Summers have become much longer over the few last years, he said.

Environmentalist's Advice

A 10 year moratorium on drilling on the shelf should be introduced, until scientists develop technologies able to guarantee the safety of the Arctic environment, Greenpeace and the WWF said.

A balance between economic and environmental interests could be found, said the WWF's Shestakov, provided that the government take certain steps towards improving the legal base for the Arctic development and conduct a thorough analysis of possible threats.

First, he said, there should be a systemic analysis of all economic activity conducted in the Arctic.
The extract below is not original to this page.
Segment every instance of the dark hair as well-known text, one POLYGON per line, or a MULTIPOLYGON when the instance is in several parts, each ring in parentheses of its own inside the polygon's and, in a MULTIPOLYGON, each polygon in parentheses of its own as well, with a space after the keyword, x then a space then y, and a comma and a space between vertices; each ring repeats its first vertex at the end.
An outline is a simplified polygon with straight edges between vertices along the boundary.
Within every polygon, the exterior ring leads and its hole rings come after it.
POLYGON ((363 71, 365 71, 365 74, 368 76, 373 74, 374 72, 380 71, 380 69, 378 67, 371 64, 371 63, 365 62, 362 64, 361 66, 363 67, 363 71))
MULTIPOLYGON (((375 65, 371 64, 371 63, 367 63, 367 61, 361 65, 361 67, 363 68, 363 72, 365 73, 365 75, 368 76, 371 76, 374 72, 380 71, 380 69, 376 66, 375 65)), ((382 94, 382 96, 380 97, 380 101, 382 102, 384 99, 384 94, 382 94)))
"It is important not only to evaluate the impact that a single project will have but all future projects?  together because it could show that while one project is safe, 15 of them together could be dangerous," he said.

Secondly, certain areas, both on land and at sea, must be free of all economic activity.

"Norway has already cordoned off such areas in the Barents Sea. It would be useful if Russian areas were created and joined with the Norwegian ones," Shestakov said.

Third, he said, there should be legislation guaranteeing the involvement of local communities in the discussion of all future projects and transparency of decision making.

Despite Kobylkin's claim that every project was discussed at public hearings, Shestakov said that the current legislation made such hearings a mere formality and that all oil-company plans are in fact secret.

"The formal character of these hearings is particularly obvious in remote places with small villages, where local residents are not educated enough to process all of the information properly in one session. It requires time, but only one hearing is usually held," he said, adding that there was no serious discussion on launching the Prirazlomnaya platform.

Greenpeace said the government and oil producing companies did not want to have a dialogue with them.

At the International Arctic Forum, Putin said Greenpeace should come to the forum and express their discontent with Prirazlomnaya there, rather than protesting in the Barents Sea.

"We got an invitation," Greenpeace's Chuprov said, "but it was cancelled two weeks before our protest at Prirazlomnaya platform without giving any reason."